Improving the characterization of low loss rate superconducting qubits

Superconducting qubits are a leading technology in the race to create commercially viable quantum computers. However, challenges remain in improving the materials and fabrication processes used to make qubits with sufficiently long coherence times to enable quantum advantage. Superconducting qubits suffer from well-known losses due to two level systems (TLS). TLS losses exhibit 1/f-like behavior. These fluctuations occur at time scales similar to typical measurement durations and T1 can vary dramatically over timescales of hours and days. Large variations in individual qubit T1 over long times scales make it difficult to characterize the T1 of a qubit that results from a given fabrication process without measuring large numbers of qubits for prohibitive amounts of time. This problem appears worse as T1 times increase.
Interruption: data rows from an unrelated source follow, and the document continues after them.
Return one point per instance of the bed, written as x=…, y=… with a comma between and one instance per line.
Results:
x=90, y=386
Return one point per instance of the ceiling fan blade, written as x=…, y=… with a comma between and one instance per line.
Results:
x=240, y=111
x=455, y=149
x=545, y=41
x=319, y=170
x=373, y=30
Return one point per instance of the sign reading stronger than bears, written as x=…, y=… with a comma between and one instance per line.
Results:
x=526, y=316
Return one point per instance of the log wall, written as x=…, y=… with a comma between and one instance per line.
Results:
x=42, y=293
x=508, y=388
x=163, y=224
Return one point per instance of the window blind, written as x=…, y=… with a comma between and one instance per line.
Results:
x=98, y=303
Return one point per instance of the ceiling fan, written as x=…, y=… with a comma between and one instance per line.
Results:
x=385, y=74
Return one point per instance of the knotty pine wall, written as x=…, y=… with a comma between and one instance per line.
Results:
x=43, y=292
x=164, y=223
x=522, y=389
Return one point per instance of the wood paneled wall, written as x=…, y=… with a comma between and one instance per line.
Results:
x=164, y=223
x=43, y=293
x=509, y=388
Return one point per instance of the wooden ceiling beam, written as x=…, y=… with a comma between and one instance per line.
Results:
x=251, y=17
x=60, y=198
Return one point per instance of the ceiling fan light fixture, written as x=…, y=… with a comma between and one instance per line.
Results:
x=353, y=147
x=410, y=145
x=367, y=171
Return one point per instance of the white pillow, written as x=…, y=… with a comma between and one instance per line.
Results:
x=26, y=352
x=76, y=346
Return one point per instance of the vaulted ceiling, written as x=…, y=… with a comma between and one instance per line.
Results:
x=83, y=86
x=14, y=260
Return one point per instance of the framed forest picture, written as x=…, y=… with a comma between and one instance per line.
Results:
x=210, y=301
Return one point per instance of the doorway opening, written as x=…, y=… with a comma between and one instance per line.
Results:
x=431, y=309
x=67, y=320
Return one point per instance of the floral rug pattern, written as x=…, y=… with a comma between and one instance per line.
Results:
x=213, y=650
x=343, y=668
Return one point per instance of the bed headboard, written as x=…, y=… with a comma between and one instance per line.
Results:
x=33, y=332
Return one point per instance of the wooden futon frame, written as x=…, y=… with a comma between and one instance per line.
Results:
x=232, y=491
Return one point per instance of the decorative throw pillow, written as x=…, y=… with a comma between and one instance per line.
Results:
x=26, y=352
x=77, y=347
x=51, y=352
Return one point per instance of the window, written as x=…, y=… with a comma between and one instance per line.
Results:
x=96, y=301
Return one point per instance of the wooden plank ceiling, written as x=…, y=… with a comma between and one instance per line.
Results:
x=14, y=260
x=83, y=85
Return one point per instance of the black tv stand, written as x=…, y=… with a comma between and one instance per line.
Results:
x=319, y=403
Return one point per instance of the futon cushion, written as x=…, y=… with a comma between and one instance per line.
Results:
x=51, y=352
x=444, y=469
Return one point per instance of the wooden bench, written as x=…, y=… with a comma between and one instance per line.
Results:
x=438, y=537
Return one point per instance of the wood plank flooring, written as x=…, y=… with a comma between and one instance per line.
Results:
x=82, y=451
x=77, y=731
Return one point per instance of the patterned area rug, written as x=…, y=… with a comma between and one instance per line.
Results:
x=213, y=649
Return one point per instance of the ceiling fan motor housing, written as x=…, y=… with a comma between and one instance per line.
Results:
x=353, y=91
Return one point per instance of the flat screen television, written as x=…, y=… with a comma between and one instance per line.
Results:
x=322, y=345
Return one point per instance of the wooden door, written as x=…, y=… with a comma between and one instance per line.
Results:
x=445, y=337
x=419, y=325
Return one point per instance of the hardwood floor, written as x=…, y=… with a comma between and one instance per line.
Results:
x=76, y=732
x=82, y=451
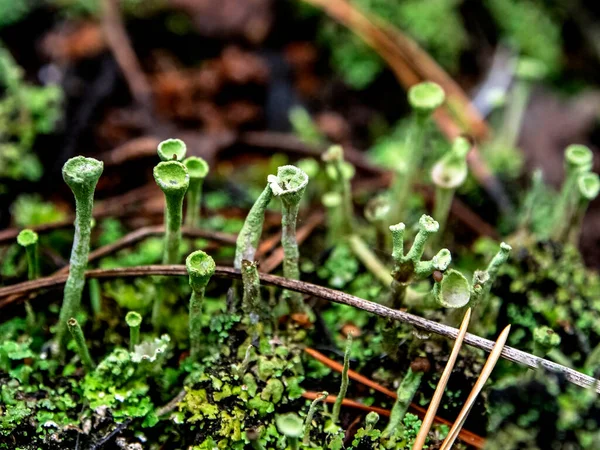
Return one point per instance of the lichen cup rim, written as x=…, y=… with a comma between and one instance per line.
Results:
x=27, y=237
x=578, y=155
x=81, y=170
x=452, y=295
x=171, y=176
x=280, y=183
x=200, y=267
x=426, y=96
x=196, y=166
x=171, y=147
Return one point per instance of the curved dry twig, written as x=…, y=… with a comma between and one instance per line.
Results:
x=314, y=290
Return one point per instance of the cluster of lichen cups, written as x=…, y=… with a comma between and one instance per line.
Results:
x=179, y=177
Here we review our efforts to overcome the temporal fluctuations of TLS losses to characterize qubits more accurately and quickly for feedback onto materials and fabrication protocols. By varying the energies of the ensemble of TLS that couple to our qubit, we are able to better characterize the full T1 distribution and long-term behavior. Varying TLS energies continuously during measurement or varying the TLS energy discretely between measurements both appear to be viable options for reducing the time needed to characterize the T1 of a given qubit. These techniques should enable better decision making about qubit fabrication with small numbers of qubits.